In certain embodiments, the devices disclosed herein may be used to treat a person having diabetes, such as, type 1 diabetes. The device may include pancreatic islet cells or may include stem cells that are capable of differentiating into insulin producing pancreatic cells. In certain embodiments, pluripotent stem cells (PSCs) may be differentiated into insulin producing pancreatic cells inside the device and then the bioartificial device containing the differentiated insulin producing pancreatic cells is placed in the subject (e.g., in the omentum, adjacent to pancreas or liver, adjacent to kidney, lung, or heart, or subdermally, e.g., in arm or abdomen). In some case, the device may include PSCs and the device may be implanted adjacent the pancreas or liver of the subject.
In certain aspects, a bioartificial ultrafiltration device comprising a planar scaffold comprising the biocompatible gel matrix as disclosed herein is provided. The device may include a first semipermeable ultrafiltration membrane disposed on a first surface of the planar scaffold; a first compartment adjacent to the first surface of the planar scaffold and in fluidic communication with the planar scaffold via the first semipermeable ultrafiltration membrane and comprising an inlet and an outlet; and a second compartment adjacent to the second surface of the planar scaffold and comprising an outlet, wherein the first semipermeable ultrafiltration membrane comprises a plurality of pores having a width in the range of 5 nm-5 micron, wherein the first semipermeable ultrafiltration membrane allows transport of ultrafiltrate from the first compartment to the matrix and wherein the ultrafiltrate traverses through the matrix into the second compartment.

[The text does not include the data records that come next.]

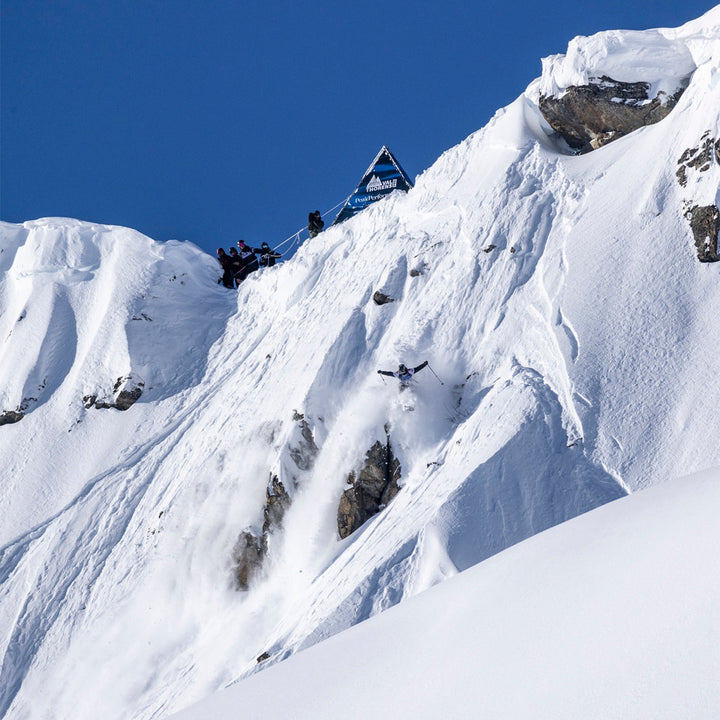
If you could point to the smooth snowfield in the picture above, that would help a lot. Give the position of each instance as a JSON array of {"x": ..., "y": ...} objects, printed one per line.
[
  {"x": 558, "y": 299},
  {"x": 611, "y": 615}
]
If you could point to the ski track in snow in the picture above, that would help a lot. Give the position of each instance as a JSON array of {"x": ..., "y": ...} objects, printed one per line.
[{"x": 560, "y": 378}]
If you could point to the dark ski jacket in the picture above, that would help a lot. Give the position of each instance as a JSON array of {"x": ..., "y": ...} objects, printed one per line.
[
  {"x": 226, "y": 262},
  {"x": 236, "y": 263},
  {"x": 315, "y": 223},
  {"x": 403, "y": 375},
  {"x": 248, "y": 260},
  {"x": 267, "y": 255}
]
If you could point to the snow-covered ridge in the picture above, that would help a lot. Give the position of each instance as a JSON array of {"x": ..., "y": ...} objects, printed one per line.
[
  {"x": 609, "y": 615},
  {"x": 664, "y": 58},
  {"x": 557, "y": 298}
]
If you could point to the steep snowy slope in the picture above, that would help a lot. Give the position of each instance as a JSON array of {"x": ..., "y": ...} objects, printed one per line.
[
  {"x": 613, "y": 614},
  {"x": 557, "y": 297}
]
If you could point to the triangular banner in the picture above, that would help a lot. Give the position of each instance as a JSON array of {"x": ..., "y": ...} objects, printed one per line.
[{"x": 382, "y": 177}]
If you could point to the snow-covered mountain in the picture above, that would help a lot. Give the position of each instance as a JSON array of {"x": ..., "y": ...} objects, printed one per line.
[
  {"x": 186, "y": 470},
  {"x": 612, "y": 614}
]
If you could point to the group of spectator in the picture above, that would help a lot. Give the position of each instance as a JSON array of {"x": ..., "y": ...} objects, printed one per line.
[{"x": 238, "y": 264}]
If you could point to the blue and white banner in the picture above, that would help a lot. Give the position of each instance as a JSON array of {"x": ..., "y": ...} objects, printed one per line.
[{"x": 382, "y": 177}]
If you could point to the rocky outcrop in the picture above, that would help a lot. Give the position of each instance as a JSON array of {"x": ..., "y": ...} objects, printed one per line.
[
  {"x": 371, "y": 489},
  {"x": 703, "y": 219},
  {"x": 699, "y": 158},
  {"x": 248, "y": 555},
  {"x": 127, "y": 390},
  {"x": 380, "y": 298},
  {"x": 11, "y": 416},
  {"x": 590, "y": 116},
  {"x": 251, "y": 548},
  {"x": 704, "y": 224},
  {"x": 305, "y": 450},
  {"x": 277, "y": 503}
]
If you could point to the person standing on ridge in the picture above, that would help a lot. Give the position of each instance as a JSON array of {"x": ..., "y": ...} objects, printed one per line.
[
  {"x": 267, "y": 255},
  {"x": 315, "y": 223},
  {"x": 403, "y": 374},
  {"x": 235, "y": 265},
  {"x": 248, "y": 261},
  {"x": 226, "y": 263}
]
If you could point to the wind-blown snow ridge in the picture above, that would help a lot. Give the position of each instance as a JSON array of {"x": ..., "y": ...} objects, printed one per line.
[
  {"x": 557, "y": 299},
  {"x": 609, "y": 615}
]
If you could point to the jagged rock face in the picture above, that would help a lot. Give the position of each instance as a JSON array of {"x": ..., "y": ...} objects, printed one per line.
[
  {"x": 277, "y": 503},
  {"x": 251, "y": 548},
  {"x": 704, "y": 224},
  {"x": 127, "y": 391},
  {"x": 699, "y": 158},
  {"x": 305, "y": 452},
  {"x": 371, "y": 490},
  {"x": 590, "y": 116},
  {"x": 703, "y": 219},
  {"x": 380, "y": 298},
  {"x": 248, "y": 556}
]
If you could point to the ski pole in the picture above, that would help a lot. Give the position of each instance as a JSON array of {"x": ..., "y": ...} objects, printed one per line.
[{"x": 435, "y": 374}]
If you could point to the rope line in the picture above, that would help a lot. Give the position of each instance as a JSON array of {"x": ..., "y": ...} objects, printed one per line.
[{"x": 296, "y": 235}]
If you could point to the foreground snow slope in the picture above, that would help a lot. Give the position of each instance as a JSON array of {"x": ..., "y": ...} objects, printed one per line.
[
  {"x": 611, "y": 615},
  {"x": 557, "y": 298}
]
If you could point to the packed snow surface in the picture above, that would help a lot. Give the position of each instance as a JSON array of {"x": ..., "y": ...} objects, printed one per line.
[
  {"x": 570, "y": 333},
  {"x": 611, "y": 615}
]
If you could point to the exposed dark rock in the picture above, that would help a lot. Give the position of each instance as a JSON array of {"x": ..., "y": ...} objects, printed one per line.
[
  {"x": 370, "y": 490},
  {"x": 11, "y": 416},
  {"x": 704, "y": 223},
  {"x": 590, "y": 116},
  {"x": 305, "y": 452},
  {"x": 380, "y": 298},
  {"x": 127, "y": 391},
  {"x": 251, "y": 549},
  {"x": 276, "y": 505},
  {"x": 699, "y": 158},
  {"x": 248, "y": 556}
]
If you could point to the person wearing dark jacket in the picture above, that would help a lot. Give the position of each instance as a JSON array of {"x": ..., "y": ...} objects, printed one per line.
[
  {"x": 403, "y": 374},
  {"x": 225, "y": 261},
  {"x": 315, "y": 223},
  {"x": 248, "y": 261},
  {"x": 236, "y": 265},
  {"x": 267, "y": 255}
]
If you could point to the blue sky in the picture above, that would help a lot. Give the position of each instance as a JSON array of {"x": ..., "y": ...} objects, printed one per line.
[{"x": 215, "y": 120}]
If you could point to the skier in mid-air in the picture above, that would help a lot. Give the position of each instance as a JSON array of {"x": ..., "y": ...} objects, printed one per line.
[{"x": 403, "y": 374}]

In certain aspects, the device further comprises a second semipermeable ultrafiltration membrane disposed on the second surface of the planar scaffold and wherein the ultrafiltrate traverses from the plurality of microchannels across the second semipermeable ultrafiltration membrane into the second compartment.
In certain aspects, the second semipermeable ultrafiltration membrane comprises a plurality of pores having a width in the range of 5 nm-5 micron. In certain aspects, the first and second semipermeable ultrafiltration membranes comprise a plurality of pores having a width in the range the range of 0.1 microns-2 microns, 0.2 microns-0.5 microns, 20 nm-2 microns, or 20 nm-50 nm.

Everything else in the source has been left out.